Les adaptations ratées, on connaît. Les bonnes, aussi. D’autres abandonnées, ça existe. Parfois – bien que rarement – on a même droit à des adaptations meilleures que leur média d’origine. Mais de fausses adaptations, ça s’est déjà fait ? Ici on en tient en tout cas un bon challenger.
Passe la couleur de peau du pistolero et la polémique qu’elle a pu provoquer, s’ils ont décidé de supprimer Susannah et la haine de son doppelgänger raciste, ça peut tenir la route. Mais si l’on ne s’arrête pas à ces points de détail, et que l’on s’intéresse au plus concret, comment estimer la seule possibilité de concentrer 3500 pages de roman en 1h35 de film, sans même prévoir de suite ? C’est juste impossible. Le résultat en est qu’il n’y a absolument plus rien à voir avec l’œuvre originale.
À l’extrême limite ce genre d’écart peut encore passer, tant que les clés et les enjeux principaux de l’œuvre demeurent. Ce qui n’est même pas le cas. Si on entend clairement la phrase d’ouverture du pavé kingien (mais si vous savez… « L’homme en noir fuyait à travers le désert, et le pistolero le suivait »), elle ne sert qu’à accoler le nom de l’œuvre de l’auteur à un film générique auquel ne manquait qu’un titre racoleur. À aucun moment ne pointe la moindre idée d’une quête ou d’une fuite de Walter Padick, ce dernier naviguant au gré de ses envies entre deux mondes entre lesquels on voyage par le biais d’un délire SF de portails interdimensionnels totalement absurde (désolé mais dans la saga de King les portails restent dans le ton fantasy). Roland ne cherche même pas la Tour sombre pour sauver un monde censé être en perdition, mais n’est poussé que par un ardent désir de vengeance, qui change drastiquement son caractère pour le réduire à un pauvre caractériel indigne de son rang.
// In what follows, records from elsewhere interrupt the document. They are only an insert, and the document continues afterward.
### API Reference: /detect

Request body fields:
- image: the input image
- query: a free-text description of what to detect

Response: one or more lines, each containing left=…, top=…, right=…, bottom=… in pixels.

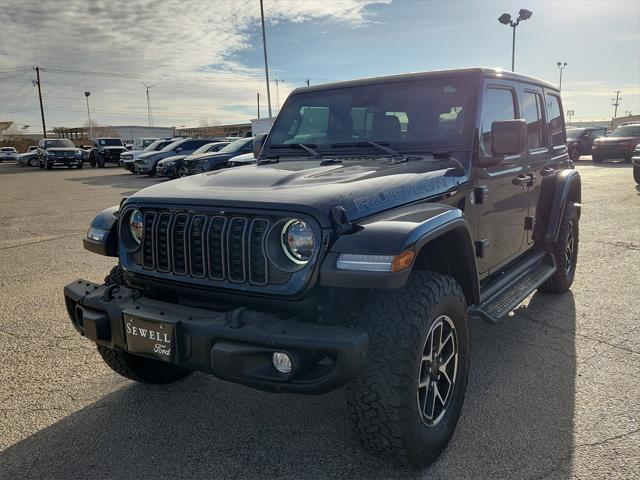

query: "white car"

left=118, top=137, right=159, bottom=165
left=0, top=147, right=18, bottom=162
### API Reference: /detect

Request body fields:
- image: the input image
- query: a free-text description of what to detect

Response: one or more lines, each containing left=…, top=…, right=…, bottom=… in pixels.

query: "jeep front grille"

left=136, top=209, right=281, bottom=286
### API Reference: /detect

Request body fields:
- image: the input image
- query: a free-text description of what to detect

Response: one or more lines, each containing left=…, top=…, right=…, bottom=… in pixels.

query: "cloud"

left=0, top=0, right=389, bottom=129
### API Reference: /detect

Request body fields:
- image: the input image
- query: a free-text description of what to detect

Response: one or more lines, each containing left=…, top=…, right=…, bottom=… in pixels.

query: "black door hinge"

left=524, top=216, right=535, bottom=231
left=471, top=186, right=489, bottom=205
left=475, top=239, right=490, bottom=258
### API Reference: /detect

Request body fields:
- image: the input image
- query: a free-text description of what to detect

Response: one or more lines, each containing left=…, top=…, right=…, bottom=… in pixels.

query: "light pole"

left=260, top=0, right=273, bottom=119
left=557, top=62, right=567, bottom=90
left=498, top=9, right=533, bottom=72
left=84, top=91, right=93, bottom=140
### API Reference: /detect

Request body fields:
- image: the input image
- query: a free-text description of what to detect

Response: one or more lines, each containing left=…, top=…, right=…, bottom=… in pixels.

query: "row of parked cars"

left=566, top=122, right=640, bottom=163
left=119, top=136, right=256, bottom=178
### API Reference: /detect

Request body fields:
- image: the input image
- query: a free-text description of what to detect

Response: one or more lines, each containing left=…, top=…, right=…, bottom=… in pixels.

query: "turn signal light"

left=391, top=251, right=415, bottom=272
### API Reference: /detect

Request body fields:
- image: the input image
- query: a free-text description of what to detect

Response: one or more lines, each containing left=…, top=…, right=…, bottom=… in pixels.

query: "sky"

left=0, top=0, right=638, bottom=133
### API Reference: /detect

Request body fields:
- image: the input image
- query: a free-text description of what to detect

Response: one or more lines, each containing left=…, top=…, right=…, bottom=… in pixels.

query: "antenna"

left=142, top=82, right=155, bottom=126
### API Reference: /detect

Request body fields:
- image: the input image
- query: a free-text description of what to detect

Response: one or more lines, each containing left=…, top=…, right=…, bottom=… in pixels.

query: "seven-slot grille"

left=137, top=209, right=271, bottom=286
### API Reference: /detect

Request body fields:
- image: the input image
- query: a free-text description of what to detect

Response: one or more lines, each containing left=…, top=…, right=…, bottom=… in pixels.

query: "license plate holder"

left=124, top=314, right=175, bottom=362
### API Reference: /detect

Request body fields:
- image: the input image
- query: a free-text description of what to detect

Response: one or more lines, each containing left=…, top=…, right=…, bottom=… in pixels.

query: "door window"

left=545, top=93, right=565, bottom=146
left=522, top=92, right=546, bottom=149
left=480, top=87, right=516, bottom=155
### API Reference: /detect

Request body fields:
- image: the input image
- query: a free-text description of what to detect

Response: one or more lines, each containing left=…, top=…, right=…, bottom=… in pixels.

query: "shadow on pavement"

left=65, top=172, right=160, bottom=190
left=0, top=291, right=576, bottom=480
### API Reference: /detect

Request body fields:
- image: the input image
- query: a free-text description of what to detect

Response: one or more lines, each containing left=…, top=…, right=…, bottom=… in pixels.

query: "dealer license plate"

left=124, top=314, right=175, bottom=362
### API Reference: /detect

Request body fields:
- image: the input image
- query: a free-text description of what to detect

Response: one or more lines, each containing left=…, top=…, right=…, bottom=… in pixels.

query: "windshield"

left=159, top=139, right=186, bottom=152
left=142, top=139, right=156, bottom=148
left=219, top=138, right=253, bottom=153
left=266, top=77, right=476, bottom=155
left=1, top=147, right=16, bottom=151
left=143, top=139, right=170, bottom=152
left=566, top=128, right=585, bottom=139
left=609, top=125, right=640, bottom=137
left=192, top=143, right=217, bottom=155
left=97, top=138, right=123, bottom=146
left=44, top=139, right=75, bottom=148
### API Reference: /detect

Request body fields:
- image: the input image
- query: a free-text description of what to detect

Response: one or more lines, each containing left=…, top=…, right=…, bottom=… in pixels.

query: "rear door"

left=519, top=85, right=553, bottom=245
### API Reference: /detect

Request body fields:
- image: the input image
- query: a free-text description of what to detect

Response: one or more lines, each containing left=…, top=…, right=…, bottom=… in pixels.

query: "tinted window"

left=219, top=138, right=253, bottom=153
left=566, top=128, right=585, bottom=140
left=610, top=126, right=640, bottom=137
left=267, top=77, right=476, bottom=154
left=97, top=139, right=123, bottom=146
left=546, top=93, right=565, bottom=146
left=480, top=87, right=516, bottom=155
left=521, top=92, right=545, bottom=149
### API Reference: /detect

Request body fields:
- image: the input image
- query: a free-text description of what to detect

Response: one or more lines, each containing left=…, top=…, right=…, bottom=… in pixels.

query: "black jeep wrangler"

left=89, top=137, right=128, bottom=167
left=64, top=68, right=579, bottom=468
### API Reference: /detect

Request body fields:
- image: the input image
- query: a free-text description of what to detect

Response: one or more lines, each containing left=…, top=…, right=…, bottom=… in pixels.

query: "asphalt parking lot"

left=0, top=161, right=638, bottom=479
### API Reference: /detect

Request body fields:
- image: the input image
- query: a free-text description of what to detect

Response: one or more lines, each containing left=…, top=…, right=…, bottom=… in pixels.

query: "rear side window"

left=521, top=91, right=545, bottom=149
left=480, top=87, right=516, bottom=155
left=546, top=93, right=565, bottom=146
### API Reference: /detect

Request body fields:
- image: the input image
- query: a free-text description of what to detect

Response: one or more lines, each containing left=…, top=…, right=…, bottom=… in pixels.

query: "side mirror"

left=491, top=119, right=526, bottom=156
left=253, top=133, right=267, bottom=159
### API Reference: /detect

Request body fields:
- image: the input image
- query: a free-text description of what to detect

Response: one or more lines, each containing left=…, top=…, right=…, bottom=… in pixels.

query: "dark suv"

left=64, top=68, right=579, bottom=468
left=591, top=123, right=640, bottom=163
left=37, top=138, right=83, bottom=169
left=89, top=138, right=128, bottom=167
left=134, top=137, right=218, bottom=175
left=566, top=126, right=607, bottom=160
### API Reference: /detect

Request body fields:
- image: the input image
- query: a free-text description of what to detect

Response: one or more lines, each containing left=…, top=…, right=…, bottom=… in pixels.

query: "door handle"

left=512, top=174, right=529, bottom=186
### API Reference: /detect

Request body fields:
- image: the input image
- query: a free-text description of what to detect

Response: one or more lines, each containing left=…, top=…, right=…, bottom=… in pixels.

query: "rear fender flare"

left=540, top=169, right=581, bottom=243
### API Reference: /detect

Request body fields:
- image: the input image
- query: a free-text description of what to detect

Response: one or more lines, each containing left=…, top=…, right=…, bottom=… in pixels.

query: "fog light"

left=272, top=352, right=292, bottom=373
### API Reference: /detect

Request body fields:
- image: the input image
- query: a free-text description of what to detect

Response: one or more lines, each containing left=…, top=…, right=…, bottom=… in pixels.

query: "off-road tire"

left=539, top=203, right=579, bottom=294
left=46, top=161, right=52, bottom=170
left=97, top=265, right=192, bottom=384
left=348, top=272, right=470, bottom=468
left=39, top=160, right=44, bottom=169
left=633, top=165, right=640, bottom=184
left=89, top=153, right=96, bottom=167
left=77, top=162, right=83, bottom=169
left=98, top=156, right=105, bottom=168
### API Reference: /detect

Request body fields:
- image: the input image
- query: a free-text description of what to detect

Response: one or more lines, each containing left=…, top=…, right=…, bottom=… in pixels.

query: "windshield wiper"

left=331, top=141, right=401, bottom=157
left=270, top=143, right=322, bottom=158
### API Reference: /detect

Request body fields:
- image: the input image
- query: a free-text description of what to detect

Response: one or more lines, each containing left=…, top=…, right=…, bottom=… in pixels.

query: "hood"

left=158, top=154, right=187, bottom=164
left=99, top=146, right=126, bottom=151
left=183, top=151, right=235, bottom=165
left=128, top=155, right=469, bottom=226
left=594, top=135, right=640, bottom=144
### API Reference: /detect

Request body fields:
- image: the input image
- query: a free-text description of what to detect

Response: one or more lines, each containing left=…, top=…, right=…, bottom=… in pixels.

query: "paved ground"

left=0, top=160, right=638, bottom=480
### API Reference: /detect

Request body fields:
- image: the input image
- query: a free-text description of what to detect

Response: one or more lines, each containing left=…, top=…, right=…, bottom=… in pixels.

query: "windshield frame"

left=264, top=76, right=479, bottom=158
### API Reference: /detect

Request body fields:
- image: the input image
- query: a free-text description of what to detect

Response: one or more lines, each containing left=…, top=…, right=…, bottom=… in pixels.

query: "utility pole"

left=257, top=92, right=260, bottom=119
left=142, top=82, right=155, bottom=126
left=260, top=0, right=273, bottom=118
left=34, top=67, right=47, bottom=138
left=557, top=62, right=567, bottom=91
left=611, top=91, right=621, bottom=123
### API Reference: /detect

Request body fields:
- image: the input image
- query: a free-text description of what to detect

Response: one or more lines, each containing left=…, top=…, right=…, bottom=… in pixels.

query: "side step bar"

left=468, top=249, right=556, bottom=324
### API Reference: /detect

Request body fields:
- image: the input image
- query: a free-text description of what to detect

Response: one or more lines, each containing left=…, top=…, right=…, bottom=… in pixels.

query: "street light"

left=557, top=62, right=567, bottom=91
left=84, top=91, right=93, bottom=140
left=498, top=8, right=533, bottom=72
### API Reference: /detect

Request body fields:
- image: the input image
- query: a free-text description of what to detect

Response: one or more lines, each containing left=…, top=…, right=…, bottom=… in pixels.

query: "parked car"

left=156, top=141, right=229, bottom=179
left=180, top=137, right=254, bottom=176
left=17, top=146, right=40, bottom=167
left=88, top=138, right=127, bottom=167
left=120, top=138, right=176, bottom=173
left=566, top=126, right=607, bottom=160
left=37, top=138, right=83, bottom=169
left=227, top=152, right=257, bottom=168
left=67, top=68, right=579, bottom=469
left=120, top=137, right=159, bottom=164
left=632, top=144, right=640, bottom=184
left=591, top=123, right=640, bottom=163
left=134, top=137, right=220, bottom=175
left=0, top=146, right=18, bottom=162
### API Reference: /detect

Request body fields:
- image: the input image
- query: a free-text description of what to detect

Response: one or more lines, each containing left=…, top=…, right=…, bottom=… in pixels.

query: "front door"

left=476, top=84, right=529, bottom=275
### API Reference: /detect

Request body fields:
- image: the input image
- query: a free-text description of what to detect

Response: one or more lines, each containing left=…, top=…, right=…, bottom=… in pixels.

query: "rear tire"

left=348, top=272, right=470, bottom=468
left=634, top=165, right=640, bottom=184
left=539, top=203, right=579, bottom=294
left=96, top=265, right=192, bottom=384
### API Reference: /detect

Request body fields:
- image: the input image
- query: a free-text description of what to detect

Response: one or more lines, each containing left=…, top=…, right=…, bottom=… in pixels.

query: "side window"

left=480, top=87, right=516, bottom=155
left=593, top=129, right=606, bottom=138
left=521, top=91, right=545, bottom=149
left=546, top=93, right=565, bottom=146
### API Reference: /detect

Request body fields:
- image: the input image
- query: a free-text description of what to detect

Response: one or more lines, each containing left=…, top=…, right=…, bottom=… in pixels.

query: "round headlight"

left=281, top=219, right=314, bottom=264
left=129, top=209, right=143, bottom=244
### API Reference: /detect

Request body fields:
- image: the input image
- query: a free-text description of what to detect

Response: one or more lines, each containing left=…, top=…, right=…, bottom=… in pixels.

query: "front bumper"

left=156, top=163, right=178, bottom=177
left=64, top=279, right=368, bottom=394
left=134, top=161, right=154, bottom=173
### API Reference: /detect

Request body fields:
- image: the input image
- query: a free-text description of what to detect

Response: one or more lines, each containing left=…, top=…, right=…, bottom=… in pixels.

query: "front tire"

left=539, top=203, right=579, bottom=294
left=348, top=272, right=470, bottom=468
left=29, top=157, right=39, bottom=167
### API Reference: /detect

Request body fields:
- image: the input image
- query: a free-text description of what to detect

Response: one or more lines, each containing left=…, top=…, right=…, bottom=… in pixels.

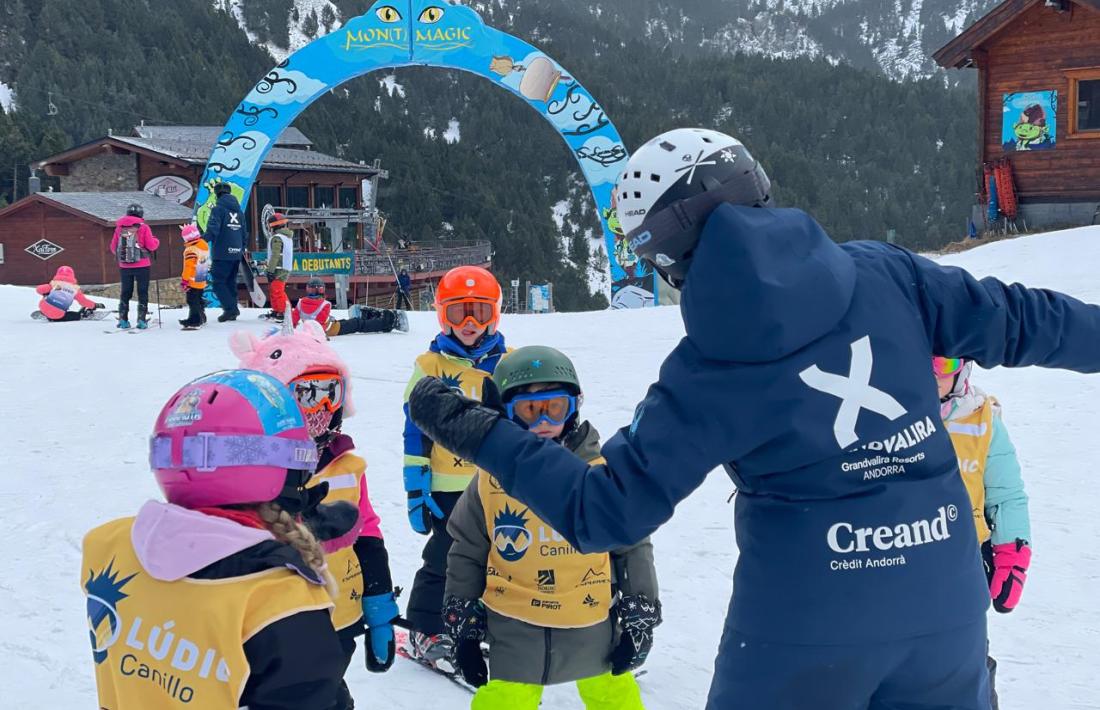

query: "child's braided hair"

left=257, top=501, right=338, bottom=599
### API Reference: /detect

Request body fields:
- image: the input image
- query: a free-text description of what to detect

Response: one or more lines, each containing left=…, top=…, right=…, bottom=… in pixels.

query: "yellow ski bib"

left=479, top=473, right=611, bottom=628
left=83, top=517, right=332, bottom=709
left=405, top=350, right=504, bottom=492
left=946, top=400, right=996, bottom=543
left=308, top=452, right=368, bottom=631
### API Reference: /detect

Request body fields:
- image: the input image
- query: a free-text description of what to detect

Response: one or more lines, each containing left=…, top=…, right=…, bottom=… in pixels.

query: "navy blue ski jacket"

left=205, top=193, right=246, bottom=261
left=473, top=204, right=1100, bottom=645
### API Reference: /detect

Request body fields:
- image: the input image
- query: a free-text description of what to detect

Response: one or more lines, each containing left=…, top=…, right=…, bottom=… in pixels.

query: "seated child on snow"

left=233, top=320, right=398, bottom=707
left=82, top=370, right=347, bottom=709
left=292, top=276, right=408, bottom=336
left=935, top=355, right=1031, bottom=709
left=443, top=345, right=660, bottom=708
left=35, top=265, right=103, bottom=321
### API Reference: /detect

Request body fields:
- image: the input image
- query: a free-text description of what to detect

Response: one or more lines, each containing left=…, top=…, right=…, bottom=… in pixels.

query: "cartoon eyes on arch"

left=376, top=5, right=402, bottom=22
left=419, top=6, right=445, bottom=23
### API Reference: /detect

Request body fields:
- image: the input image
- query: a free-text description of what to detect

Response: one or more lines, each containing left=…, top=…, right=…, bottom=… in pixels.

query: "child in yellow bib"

left=444, top=346, right=660, bottom=709
left=935, top=356, right=1031, bottom=710
left=401, top=266, right=510, bottom=666
left=82, top=370, right=346, bottom=710
left=232, top=319, right=400, bottom=707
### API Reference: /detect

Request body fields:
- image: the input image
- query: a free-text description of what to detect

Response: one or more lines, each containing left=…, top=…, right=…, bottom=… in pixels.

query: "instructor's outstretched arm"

left=903, top=249, right=1100, bottom=372
left=410, top=345, right=740, bottom=553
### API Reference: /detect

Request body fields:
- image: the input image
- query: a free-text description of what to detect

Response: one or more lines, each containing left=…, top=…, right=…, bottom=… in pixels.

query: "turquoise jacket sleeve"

left=984, top=415, right=1031, bottom=546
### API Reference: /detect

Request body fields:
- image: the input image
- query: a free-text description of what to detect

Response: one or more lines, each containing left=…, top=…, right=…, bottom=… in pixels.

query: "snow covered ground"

left=4, top=225, right=1100, bottom=707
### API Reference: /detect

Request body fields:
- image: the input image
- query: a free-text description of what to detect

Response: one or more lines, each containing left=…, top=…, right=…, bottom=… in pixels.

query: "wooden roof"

left=934, top=0, right=1100, bottom=68
left=0, top=191, right=193, bottom=227
left=33, top=132, right=379, bottom=176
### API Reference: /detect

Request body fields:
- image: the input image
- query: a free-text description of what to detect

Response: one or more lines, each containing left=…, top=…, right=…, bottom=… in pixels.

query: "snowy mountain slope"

left=4, top=227, right=1100, bottom=707
left=225, top=0, right=989, bottom=80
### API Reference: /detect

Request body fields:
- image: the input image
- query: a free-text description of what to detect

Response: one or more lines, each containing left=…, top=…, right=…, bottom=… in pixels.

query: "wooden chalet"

left=934, top=0, right=1100, bottom=228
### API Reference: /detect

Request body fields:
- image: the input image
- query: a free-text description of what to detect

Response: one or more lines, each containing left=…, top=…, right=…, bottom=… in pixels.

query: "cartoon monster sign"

left=195, top=1, right=657, bottom=306
left=1002, top=91, right=1057, bottom=152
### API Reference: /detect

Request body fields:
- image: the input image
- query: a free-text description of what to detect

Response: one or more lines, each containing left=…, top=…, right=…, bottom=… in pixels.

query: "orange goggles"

left=506, top=390, right=577, bottom=427
left=443, top=299, right=498, bottom=330
left=932, top=357, right=965, bottom=378
left=290, top=373, right=345, bottom=413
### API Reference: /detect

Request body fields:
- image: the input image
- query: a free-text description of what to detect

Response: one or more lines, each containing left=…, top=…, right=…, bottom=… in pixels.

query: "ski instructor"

left=204, top=182, right=246, bottom=322
left=408, top=129, right=1100, bottom=709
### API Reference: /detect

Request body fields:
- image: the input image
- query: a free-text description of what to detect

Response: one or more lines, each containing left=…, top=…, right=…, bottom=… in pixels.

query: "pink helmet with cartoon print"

left=150, top=370, right=319, bottom=508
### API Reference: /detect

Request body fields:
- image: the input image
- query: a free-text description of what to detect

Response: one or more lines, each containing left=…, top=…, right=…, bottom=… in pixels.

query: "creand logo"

left=827, top=505, right=958, bottom=554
Et si seulement l’intrigue se concentrait alors sur l’évolution de ce personnage, mais à la place on a Jake Chambers, qui devient un gamin à problèmes avec des visions (l’indignation est à son comble dès le moment où l’on entend l’expression « shining », histoire d’en rajouter une couche de manque d’imagination), qui ne trouve en Roland non pas un père spirituel mais juste un tuteur, dans toute la splendeur du côté badass et faussement noble qu’on veut lui donner. L’homme en noir n’est pas mieux loti, son côté sombre et mystérieux ne fonctionne pas et ses pouvoirs outrepassent l’habileté psychologique qu’il est censé avoir. Bien entendu, Roland et Jake résistent à ses pouvoirs, sans qu’il ne nous soit expliqué pourquoi (ah si, le shining… arrêtez de prendre les spectateurs pour des cons sérieusement), car après tout il faut bien des élus. De toute manière, à part le jeune homme, aucun background ne se développe, et aucune intensité ne ressort de leurs péripéties et des deux ou trois scènes d’actions au design franchement laid.
Dans cette débauche de lieux communs sans profondeur ni nouveauté, pas un seul plan ne fonctionne ni la moindre réplique ne fait mouche, à part peut-être la manière dont le pistolero recharge ses revolvers d’un côté (armes censées être marquantes, mais totalement banales), et on se rattache tout juste à la maxime des pistoleros, qui demeure bien trop longue pour être incisive ou pour qu’on s’en souvienne facilement (rappelons que dans le roman c'est essentiellement une leçon, et dans le feu de l'action elle y est beaucoup mieux servie). C’est filmé en champs-contrechamps ou en travellings fades et les scènes d’action remuent en shaky-cams éprouvants (même si l’on parvient à comprendre plus ou moins ce qui se passe) et s’enchaînent en un montage abominablement clipesque (et encore, la durée des plans est là deux fois plus longue que le reste du temps). Les personnages baratinent à répéter les mêmes choses à longueur de temps sans lien cause-conséquence entre les actions (on aime bien parler de la tour sombre pour te rappeler ce que tu regardes à tout bout de champ) et ratiocinent sur l’utilité de leurs pouvoirs, leur confrontation ou les liens les unissant, au point que comme tout le reste ça en devient très vite insupportable.
Stephen King n’est pas un auteur de tout-venant que l’on adapte comme ça en un produit hollywoodien. Mais tant que ça peut potentiellement générer du fric, visiblement on s’en foutra toujours.